Heat illness is a very real concern during the hot summer months in New York and -- for that matter -- anywhere else in the United States. Workers who need to perform their jobs outside in hot conditions for extended periods of time most at risk for contracting the most common forms of heat illness.
Here are different types of heat illness that employers and workers need to do everything they can to avoid:
Heat stroke: At a certain point, it just gets too hot for most human bodies to function properly. When the body's temperature regulation system isn't able to cool properly, the body temperature can rise to dangerous levels. These tend to be temperatures higher than 104°F. Just like when people have a fever that's so high it causes an additional health concern, people suffering from heat stroke are at risk of suffering from loss of consciousness, confusion and seizures. It's important to call 911 immediately if a worker appears to be suffering from heat stroke. While waiting for emergency responders to arrive, it's a good idea to put the worker in a shady place, circulate the air and wet the worker with wet towels and ice, or soak the worker's clothes with cool water.

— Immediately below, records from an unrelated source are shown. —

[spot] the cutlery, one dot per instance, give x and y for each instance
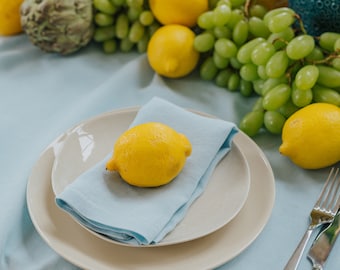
(323, 244)
(323, 212)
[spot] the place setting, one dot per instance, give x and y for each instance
(90, 216)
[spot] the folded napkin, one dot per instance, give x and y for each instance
(104, 203)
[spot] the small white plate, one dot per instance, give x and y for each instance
(91, 141)
(87, 251)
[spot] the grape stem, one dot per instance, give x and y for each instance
(327, 59)
(302, 26)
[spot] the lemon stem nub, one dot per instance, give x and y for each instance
(111, 165)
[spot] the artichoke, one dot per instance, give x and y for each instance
(61, 26)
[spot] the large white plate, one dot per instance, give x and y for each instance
(87, 251)
(92, 140)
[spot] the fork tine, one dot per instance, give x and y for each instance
(337, 204)
(331, 200)
(324, 190)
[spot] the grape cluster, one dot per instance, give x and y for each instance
(268, 54)
(123, 25)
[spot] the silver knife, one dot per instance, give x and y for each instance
(323, 244)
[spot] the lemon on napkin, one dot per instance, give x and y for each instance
(149, 155)
(141, 216)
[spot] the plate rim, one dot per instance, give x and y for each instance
(46, 158)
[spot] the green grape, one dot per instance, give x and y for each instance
(222, 77)
(277, 64)
(234, 82)
(306, 77)
(204, 42)
(136, 32)
(274, 121)
(252, 122)
(235, 63)
(300, 46)
(122, 26)
(262, 53)
(301, 98)
(258, 85)
(258, 105)
(220, 61)
(288, 108)
(142, 44)
(258, 28)
(103, 19)
(248, 72)
(336, 63)
(104, 33)
(222, 32)
(315, 55)
(257, 10)
(221, 15)
(328, 39)
(337, 45)
(225, 47)
(235, 16)
(270, 83)
(280, 22)
(110, 46)
(146, 18)
(133, 13)
(280, 40)
(261, 71)
(328, 76)
(276, 97)
(327, 95)
(206, 20)
(213, 3)
(208, 69)
(105, 6)
(277, 11)
(246, 88)
(244, 52)
(240, 32)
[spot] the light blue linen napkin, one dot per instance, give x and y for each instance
(104, 203)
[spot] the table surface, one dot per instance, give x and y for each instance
(42, 95)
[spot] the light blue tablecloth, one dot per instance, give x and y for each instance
(42, 95)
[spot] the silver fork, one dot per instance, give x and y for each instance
(323, 212)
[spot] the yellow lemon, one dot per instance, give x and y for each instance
(184, 12)
(171, 51)
(311, 136)
(149, 155)
(10, 17)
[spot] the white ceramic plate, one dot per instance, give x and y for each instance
(87, 251)
(92, 140)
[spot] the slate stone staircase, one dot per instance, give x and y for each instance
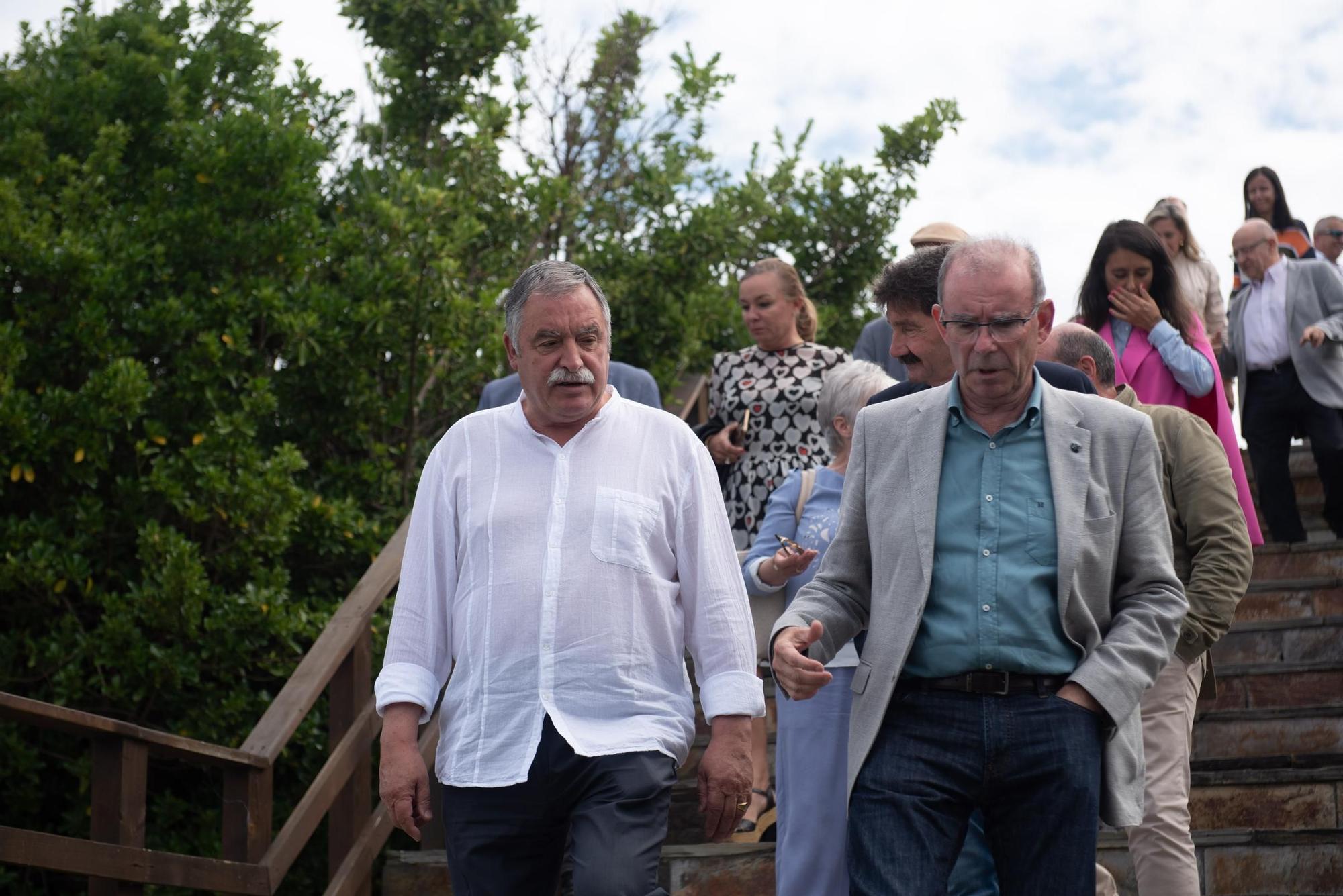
(1268, 753)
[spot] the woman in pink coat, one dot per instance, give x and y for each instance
(1131, 298)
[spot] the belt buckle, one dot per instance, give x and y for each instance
(1001, 677)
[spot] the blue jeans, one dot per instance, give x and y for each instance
(1031, 762)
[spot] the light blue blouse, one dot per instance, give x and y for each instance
(820, 519)
(1191, 366)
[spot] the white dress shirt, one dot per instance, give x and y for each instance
(569, 581)
(1266, 321)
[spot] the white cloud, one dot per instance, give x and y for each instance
(1075, 114)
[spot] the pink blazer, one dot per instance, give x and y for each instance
(1145, 372)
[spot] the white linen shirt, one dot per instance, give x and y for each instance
(1266, 319)
(569, 581)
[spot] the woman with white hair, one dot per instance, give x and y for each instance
(813, 741)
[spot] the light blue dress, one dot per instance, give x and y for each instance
(813, 742)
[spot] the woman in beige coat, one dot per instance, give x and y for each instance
(1199, 279)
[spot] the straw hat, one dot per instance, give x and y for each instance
(938, 234)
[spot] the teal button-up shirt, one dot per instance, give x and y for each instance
(993, 600)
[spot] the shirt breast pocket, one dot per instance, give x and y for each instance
(622, 525)
(1041, 534)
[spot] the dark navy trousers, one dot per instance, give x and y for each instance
(510, 842)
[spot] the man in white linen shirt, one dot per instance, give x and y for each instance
(563, 553)
(1286, 344)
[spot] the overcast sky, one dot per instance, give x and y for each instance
(1076, 113)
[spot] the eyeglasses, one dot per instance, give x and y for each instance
(1003, 330)
(1238, 251)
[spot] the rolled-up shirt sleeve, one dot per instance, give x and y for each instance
(718, 616)
(420, 644)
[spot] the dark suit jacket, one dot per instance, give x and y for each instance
(1056, 375)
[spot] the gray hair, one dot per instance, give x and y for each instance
(1328, 223)
(988, 254)
(1074, 342)
(844, 391)
(550, 278)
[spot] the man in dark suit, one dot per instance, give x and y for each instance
(907, 290)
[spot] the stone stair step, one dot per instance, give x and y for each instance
(1315, 639)
(1239, 736)
(1247, 863)
(1264, 686)
(1311, 507)
(711, 870)
(1305, 560)
(1291, 603)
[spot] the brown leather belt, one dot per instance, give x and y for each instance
(992, 683)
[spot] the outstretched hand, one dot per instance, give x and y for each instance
(798, 674)
(1315, 336)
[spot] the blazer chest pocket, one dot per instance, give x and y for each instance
(622, 525)
(1041, 534)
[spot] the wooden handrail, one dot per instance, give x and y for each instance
(76, 856)
(318, 667)
(45, 715)
(322, 793)
(254, 863)
(690, 399)
(377, 830)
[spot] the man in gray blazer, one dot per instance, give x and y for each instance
(1285, 340)
(1007, 546)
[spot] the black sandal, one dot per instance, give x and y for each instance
(750, 831)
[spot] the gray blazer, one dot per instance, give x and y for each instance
(1119, 599)
(1314, 298)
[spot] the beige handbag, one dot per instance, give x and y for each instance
(768, 609)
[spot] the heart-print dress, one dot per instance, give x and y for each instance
(781, 388)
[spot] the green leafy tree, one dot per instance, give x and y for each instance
(162, 221)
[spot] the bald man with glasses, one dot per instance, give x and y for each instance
(1005, 545)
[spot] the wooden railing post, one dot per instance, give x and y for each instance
(120, 785)
(248, 813)
(349, 694)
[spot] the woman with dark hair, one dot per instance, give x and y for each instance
(1131, 298)
(1264, 197)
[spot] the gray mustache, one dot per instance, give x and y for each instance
(561, 376)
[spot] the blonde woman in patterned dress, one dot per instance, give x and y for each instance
(778, 379)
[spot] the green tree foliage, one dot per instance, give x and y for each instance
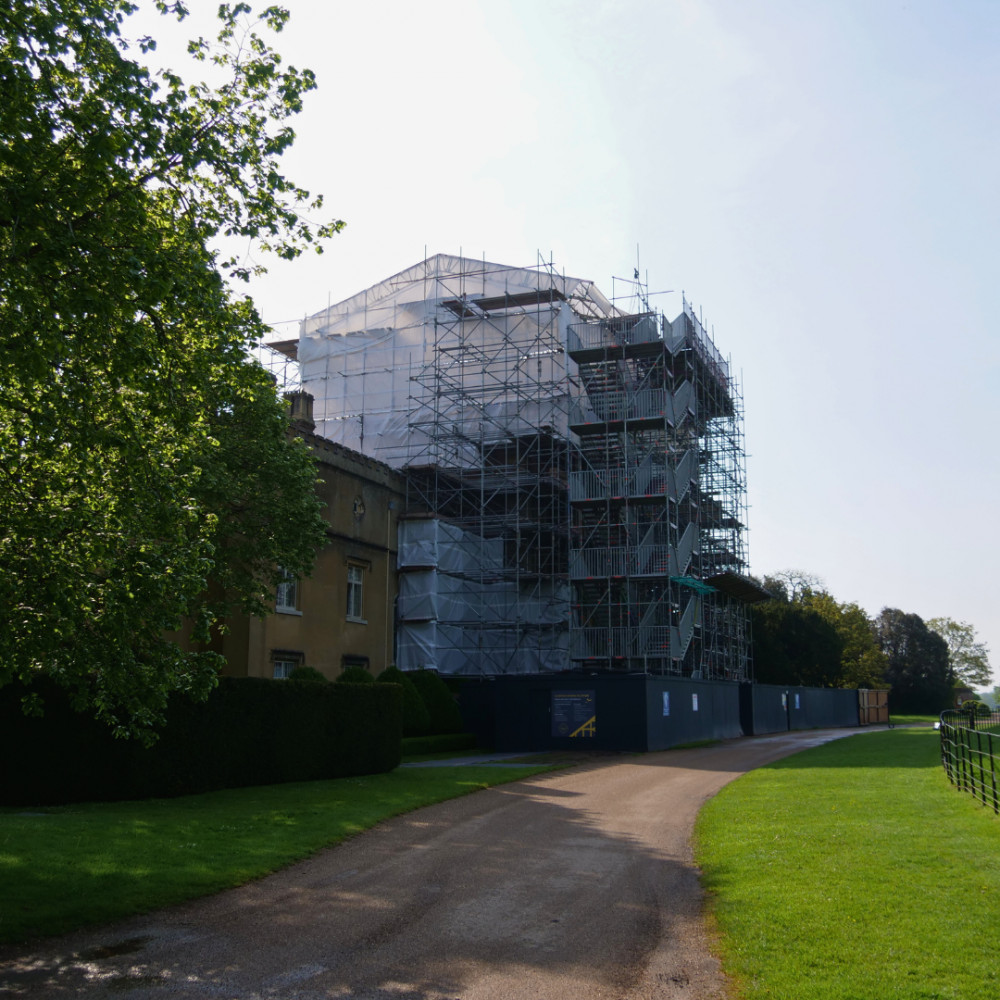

Heat exhaustion: Heat exhaustion is what may happen before heat stroke. Symptoms include headaches, dizziness, nausea, irritability, weakness, thirst, confusion, profuse sweating and a body temperature over 100.4°F. Treatment for heat exhaustion is similar to heat stroke, but a 911 call may not be necessary unless the condition doesn't improve. Give the worker cold compresses, put him or her in the shade, wet the worker with cold water and give him or her cool water to drink.
If you've suffered from the symptoms of heat illness on the job, you may be able to pursue compensation to pay for your medical care by filing a workers' compensation claim.